Saioa Hernández (Francesca) cache sous sa pâleur toute renaissante une étonnante vigueur. Son soprano est d’une solidité à toute épreuve : aucune fatigue ne vient entacher son chant jusqu’à son dernier soupir. La voix est plutôt homogène, du médium nourri et sonore aux aigus puissants. Manque peut-être dans ce chant sans faille une dose de fragilité et un timbre plus prégnant pour se hisser au niveau des plus grandes titulaires du rôle.
Giovanni, l’époux vengeur, trouve en Marco Vratogna un interprète saisissant : le chant qu’on a pu ailleurs qualifier de frustre convient parfaitement à ce personnage sauvage. Sa présence scénique suinte par ailleurs la violence rentrée qui ne demande qu’à exploser.

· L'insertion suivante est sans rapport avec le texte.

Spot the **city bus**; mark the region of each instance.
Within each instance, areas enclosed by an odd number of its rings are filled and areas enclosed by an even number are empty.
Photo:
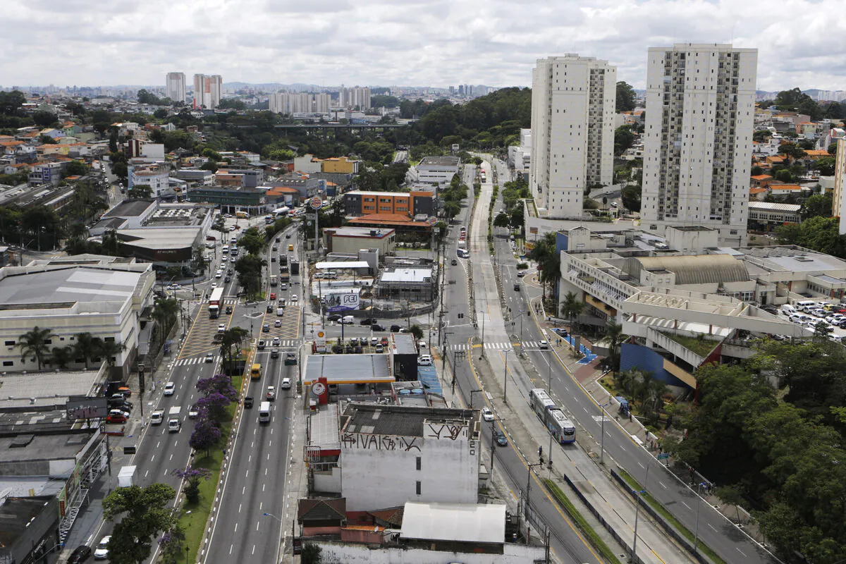
[[[574,442],[576,440],[576,427],[567,419],[558,408],[547,410],[547,418],[544,423],[547,430],[552,434],[555,440],[561,445]]]

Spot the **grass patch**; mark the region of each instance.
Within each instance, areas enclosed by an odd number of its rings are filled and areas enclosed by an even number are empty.
[[[698,337],[688,337],[687,335],[677,335],[675,333],[665,331],[661,331],[661,334],[673,341],[675,341],[684,348],[698,354],[700,357],[708,356],[708,353],[712,351],[714,347],[718,344],[717,341],[709,341],[708,339],[700,338]]]
[[[625,480],[626,484],[628,484],[629,487],[631,487],[633,490],[636,491],[640,491],[641,490],[643,490],[643,487],[638,483],[636,479],[632,478],[631,474],[629,474],[628,472],[626,472],[622,468],[618,471],[619,472],[620,477],[622,477],[623,479]],[[678,519],[674,517],[672,513],[667,511],[664,506],[658,503],[658,501],[654,497],[652,497],[652,496],[648,491],[643,494],[643,499],[645,500],[646,503],[648,503],[650,507],[652,507],[652,509],[658,512],[658,513],[662,517],[664,517],[664,519],[666,519],[667,522],[670,523],[673,528],[678,531],[682,534],[682,536],[689,540],[691,545],[694,544],[694,539],[695,538],[694,534],[691,533],[689,530],[688,530],[688,528],[684,525],[679,523]],[[718,556],[717,556],[717,553],[714,552],[712,550],[711,550],[711,547],[703,543],[701,539],[699,539],[699,544],[697,545],[697,546],[699,547],[699,550],[702,551],[703,554],[705,554],[706,556],[708,556],[708,558],[711,559],[711,561],[714,562],[714,564],[726,564],[726,561],[722,558],[720,558]]]
[[[576,507],[567,498],[564,492],[561,490],[558,485],[551,479],[543,480],[544,485],[552,492],[552,496],[555,496],[555,500],[558,504],[563,508],[567,514],[570,516],[573,519],[576,527],[578,527],[582,533],[587,537],[588,541],[591,545],[596,549],[596,550],[602,555],[606,561],[611,562],[611,564],[622,564],[620,561],[617,558],[617,556],[612,551],[608,545],[605,544],[605,541],[596,534],[596,531],[593,530],[593,528],[587,523],[587,521],[582,517],[582,514],[579,512]]]
[[[239,392],[241,389],[242,380],[241,376],[233,376],[232,378],[232,386]],[[197,559],[200,543],[202,542],[203,539],[203,531],[206,530],[206,523],[212,512],[212,503],[214,501],[215,491],[217,490],[217,482],[220,481],[220,467],[223,463],[222,449],[228,441],[232,430],[232,419],[237,408],[238,404],[233,403],[226,408],[226,420],[221,424],[222,444],[217,448],[209,451],[208,456],[206,456],[204,452],[198,452],[194,460],[195,468],[207,468],[212,472],[212,476],[208,479],[200,482],[200,501],[197,503],[186,502],[182,507],[182,513],[179,516],[179,524],[185,531],[188,560],[191,562]]]

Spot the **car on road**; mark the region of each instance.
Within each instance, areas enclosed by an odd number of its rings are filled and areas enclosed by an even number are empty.
[[[88,545],[80,545],[70,553],[68,558],[68,564],[80,564],[91,557],[91,547]]]
[[[94,550],[94,560],[106,560],[108,558],[108,541],[110,540],[112,540],[111,534],[107,534],[100,539],[100,544],[97,545],[96,549]]]

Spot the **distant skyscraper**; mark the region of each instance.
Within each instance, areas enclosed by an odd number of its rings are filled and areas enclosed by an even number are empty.
[[[649,50],[643,230],[703,226],[746,244],[757,61],[731,45]]]
[[[613,180],[617,68],[592,57],[538,59],[532,71],[529,183],[551,217],[580,217],[585,191]]]
[[[185,74],[168,73],[164,91],[173,101],[185,101]]]
[[[220,74],[195,74],[194,106],[205,106],[209,110],[217,107],[222,90],[223,79]]]

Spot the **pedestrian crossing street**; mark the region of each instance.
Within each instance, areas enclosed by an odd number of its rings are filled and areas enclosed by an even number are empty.
[[[484,348],[486,348],[486,349],[488,349],[488,350],[510,351],[510,350],[514,350],[514,348],[515,346],[516,347],[522,347],[525,349],[540,348],[541,348],[541,342],[540,341],[524,341],[523,342],[486,342],[486,343],[484,343],[484,345],[481,345],[481,344],[474,344],[474,345],[472,345],[472,348],[481,348],[482,346],[484,346]],[[466,342],[457,343],[457,344],[454,344],[454,345],[449,345],[449,350],[453,350],[453,351],[467,351],[467,350],[470,350],[470,348],[471,348],[471,345],[469,345]]]

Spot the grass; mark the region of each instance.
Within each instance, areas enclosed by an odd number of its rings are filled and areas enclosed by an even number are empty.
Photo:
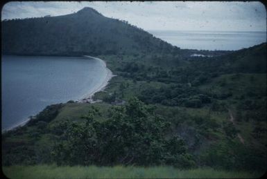
[[[172,167],[57,167],[56,165],[11,166],[3,173],[15,178],[252,178],[263,173],[227,171],[211,168],[180,170]]]

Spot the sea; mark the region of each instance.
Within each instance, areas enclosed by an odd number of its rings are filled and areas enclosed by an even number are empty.
[[[236,50],[266,42],[266,32],[148,30],[182,49]]]
[[[79,100],[101,86],[107,70],[88,57],[1,56],[1,129],[46,106]]]
[[[266,32],[148,30],[182,49],[235,50],[266,41]],[[52,104],[85,97],[105,81],[103,62],[88,57],[1,56],[1,129]]]

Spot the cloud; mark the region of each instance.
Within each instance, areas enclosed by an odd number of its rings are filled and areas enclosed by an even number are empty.
[[[266,8],[255,1],[10,2],[2,19],[62,15],[86,6],[145,30],[266,30]]]

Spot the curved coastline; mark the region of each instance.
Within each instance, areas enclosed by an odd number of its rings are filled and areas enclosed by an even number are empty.
[[[99,86],[96,88],[90,93],[85,95],[83,97],[82,97],[81,100],[78,100],[78,102],[94,103],[94,102],[96,102],[97,101],[94,101],[94,100],[92,99],[94,95],[98,91],[103,91],[105,88],[105,87],[107,86],[110,80],[116,75],[113,75],[112,72],[107,67],[107,64],[104,60],[99,58],[89,56],[89,55],[84,55],[83,57],[98,60],[99,62],[101,62],[101,64],[105,68],[106,70],[107,71],[105,80]]]
[[[96,93],[98,92],[98,91],[103,91],[105,88],[105,87],[107,86],[108,82],[110,82],[110,80],[113,77],[114,77],[116,75],[113,75],[112,72],[107,67],[107,64],[106,64],[106,63],[105,62],[104,60],[101,59],[99,58],[91,57],[91,56],[89,56],[89,55],[84,55],[83,57],[88,57],[88,58],[92,58],[92,59],[94,59],[100,61],[101,62],[101,64],[105,68],[105,69],[107,71],[107,75],[106,75],[106,77],[105,78],[104,82],[99,86],[96,88],[90,93],[85,95],[80,100],[78,100],[77,102],[79,102],[79,103],[83,103],[83,102],[94,103],[94,102],[97,102],[98,101],[94,101],[94,100],[92,99],[94,95]],[[70,99],[70,100],[71,100],[71,99]],[[1,133],[3,133],[7,132],[8,131],[11,131],[11,130],[15,129],[16,128],[18,128],[19,126],[23,126],[25,124],[26,124],[30,120],[31,120],[31,117],[28,117],[26,120],[24,120],[24,121],[21,122],[18,122],[16,124],[14,124],[12,126],[10,127],[8,129],[3,129],[3,130],[1,130]]]

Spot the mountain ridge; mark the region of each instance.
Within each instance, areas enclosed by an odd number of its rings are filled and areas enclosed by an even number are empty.
[[[91,8],[76,13],[1,22],[2,53],[97,55],[171,53],[179,48]]]

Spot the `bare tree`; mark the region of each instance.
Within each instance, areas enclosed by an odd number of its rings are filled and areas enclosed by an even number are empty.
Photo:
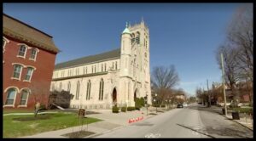
[[[239,99],[236,83],[248,79],[253,83],[253,4],[241,6],[229,25],[224,45],[218,48],[217,54],[219,65],[219,54],[220,53],[224,54],[225,79],[233,93],[235,106],[237,105]]]
[[[28,88],[31,90],[34,104],[38,102],[46,107],[49,95],[49,83],[48,82],[33,82]],[[35,114],[38,113],[35,111]]]
[[[221,46],[218,48],[217,54],[217,60],[221,69],[221,60],[219,54],[223,54],[224,56],[224,70],[225,73],[225,82],[228,87],[230,88],[233,94],[233,101],[235,106],[238,104],[239,93],[236,90],[236,83],[239,81],[241,75],[241,69],[239,67],[236,59],[238,57],[239,50],[233,48],[229,44]]]
[[[179,81],[174,65],[156,66],[153,69],[151,85],[155,93],[158,93],[159,104],[162,104],[165,100],[172,97],[172,89]]]
[[[227,39],[231,47],[239,49],[236,61],[244,77],[253,82],[253,4],[241,6],[228,28]]]

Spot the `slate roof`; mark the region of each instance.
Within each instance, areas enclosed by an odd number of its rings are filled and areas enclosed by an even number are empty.
[[[51,36],[5,14],[3,14],[3,34],[49,51],[60,52]]]
[[[79,65],[83,64],[90,64],[93,62],[102,61],[104,59],[110,59],[119,58],[119,57],[120,57],[120,48],[117,48],[109,52],[105,52],[96,55],[86,56],[86,57],[57,64],[55,66],[55,70],[60,70],[60,69],[67,68],[71,66]]]

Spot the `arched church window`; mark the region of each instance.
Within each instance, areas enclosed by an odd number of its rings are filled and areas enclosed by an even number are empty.
[[[136,34],[136,43],[140,44],[140,32],[137,32]]]

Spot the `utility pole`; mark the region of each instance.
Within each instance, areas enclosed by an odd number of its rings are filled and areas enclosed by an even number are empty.
[[[208,79],[207,79],[207,93],[208,93],[208,107],[211,107],[211,95],[209,93]]]
[[[225,92],[225,79],[224,79],[224,64],[223,64],[223,54],[222,53],[220,54],[221,57],[221,67],[222,67],[222,85],[223,85],[223,93],[224,97],[224,109],[225,109],[225,116],[227,116],[228,111],[227,111],[227,101],[226,101],[226,92]]]

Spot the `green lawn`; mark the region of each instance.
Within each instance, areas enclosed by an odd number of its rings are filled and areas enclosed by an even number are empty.
[[[13,118],[27,117],[32,118],[33,115],[26,116],[4,116],[3,117],[3,138],[16,138],[29,136],[43,132],[58,130],[70,127],[79,126],[78,115],[73,113],[55,113],[38,115],[38,117],[49,116],[49,119],[20,121]],[[83,123],[92,123],[102,120],[96,118],[84,118]]]
[[[31,110],[13,110],[13,109],[3,109],[3,114],[8,114],[8,113],[33,113],[34,110],[32,109]]]

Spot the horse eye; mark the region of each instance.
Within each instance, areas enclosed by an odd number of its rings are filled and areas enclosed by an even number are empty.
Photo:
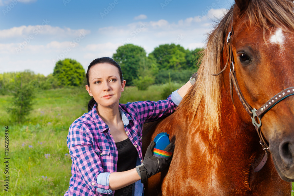
[[[244,53],[242,53],[239,56],[239,58],[240,59],[240,61],[241,62],[244,62],[247,61],[249,61],[250,60],[250,58],[248,56],[247,56],[247,55]]]

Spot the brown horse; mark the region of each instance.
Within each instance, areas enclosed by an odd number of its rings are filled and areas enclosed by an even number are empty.
[[[294,181],[294,96],[285,97],[294,87],[284,90],[294,86],[294,4],[235,1],[177,110],[143,128],[145,150],[161,132],[175,145],[169,169],[148,179],[146,195],[291,195],[283,180]]]

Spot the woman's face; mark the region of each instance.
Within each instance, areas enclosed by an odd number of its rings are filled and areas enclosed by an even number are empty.
[[[121,82],[118,69],[108,63],[96,64],[90,71],[90,86],[86,88],[97,102],[98,107],[111,107],[118,104],[126,81]]]

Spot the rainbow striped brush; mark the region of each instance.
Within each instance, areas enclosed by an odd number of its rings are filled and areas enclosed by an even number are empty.
[[[157,134],[154,140],[155,145],[153,149],[153,156],[167,160],[171,156],[172,153],[163,150],[169,144],[169,135],[165,132]]]

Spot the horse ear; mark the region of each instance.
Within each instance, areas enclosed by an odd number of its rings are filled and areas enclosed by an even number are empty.
[[[249,0],[235,0],[236,5],[240,12],[243,12],[247,9]]]

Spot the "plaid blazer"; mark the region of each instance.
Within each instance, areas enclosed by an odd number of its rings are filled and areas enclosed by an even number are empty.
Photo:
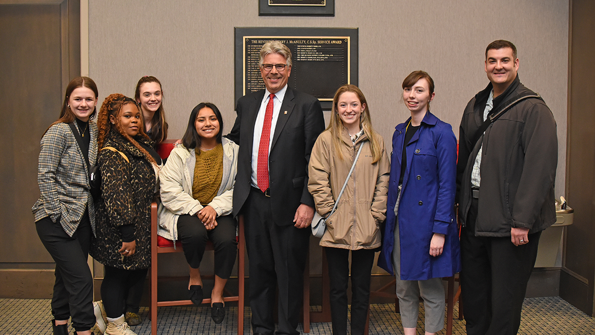
[[[97,124],[89,120],[91,141],[89,162],[97,161]],[[79,126],[75,122],[77,129]],[[80,131],[80,130],[79,130]],[[79,227],[86,208],[93,234],[95,206],[89,184],[89,168],[70,127],[61,123],[49,127],[41,139],[37,166],[39,199],[31,209],[35,221],[49,217],[60,220],[64,231],[72,236]]]

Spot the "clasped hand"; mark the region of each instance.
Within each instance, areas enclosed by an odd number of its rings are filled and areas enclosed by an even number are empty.
[[[211,206],[205,206],[196,213],[196,216],[205,225],[207,230],[211,230],[217,226],[215,220],[217,217],[217,211]]]

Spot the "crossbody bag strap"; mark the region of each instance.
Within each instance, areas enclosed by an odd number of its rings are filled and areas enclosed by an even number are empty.
[[[76,129],[74,126],[74,123],[68,123],[68,126],[70,126],[70,129],[73,131],[73,134],[74,135],[74,138],[76,139],[77,144],[79,145],[79,149],[80,150],[81,153],[83,152],[83,137],[79,133],[79,130]],[[84,159],[84,162],[87,164],[87,168],[91,168],[91,165],[89,164],[89,157],[87,157],[83,155],[83,159]]]
[[[126,155],[124,154],[121,151],[118,151],[117,149],[114,148],[113,146],[104,146],[104,148],[101,148],[101,150],[105,150],[106,149],[120,154],[120,155],[122,155],[123,157],[124,157],[124,159],[126,159],[126,161],[129,162],[129,164],[130,164],[130,161],[129,160],[128,157],[126,156]]]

En revanche le Malatestino de Tom Randle nous a semblé plus effacé : parfois écrasé par l’orchestre, il ne tire pas la quintessence de la perversité du personnage.
Dans l’entourage de Francesca, on retiendra d’abord sa jeune sœur, la Samaritana, à laquelle Josy Santos apporte engagement et émotion mais aussi la belle esclave Smaragdi d’Idunnu Münch. Mais l’Opéra national du Rhin a eu la main heureuse pour compléter la distribution pléthorique, en piochant notamment au sein des Chœurs ou des membres l’Opéra Studio.
Les Chœurs de l’Opéra national du Rhin séduisent, eux, davantage dans les moments plus élégiaques que dans les aspects guerriers de l’acte 2 qui les poussent dans leurs retranchements.
Giuliano Carella tire de l’Orchestre philarmonique de Strasbourg un son très dense. On sent le chef passionné par cette partition luxuriante, qui laisse parfois transparaître des réminiscences de Puccini, Richard Strauss ou même de Wagner. Parfois trop peut-être ! Car si l’on reconnaît à sa direction une véritable efficacité dramatique, on pourra être gêné à la longue par les excès sonores, le chef n’hésitant pas à souligner les climax de la partition. Dans ces conditions, même les passages plus légers en paraissent étouffants.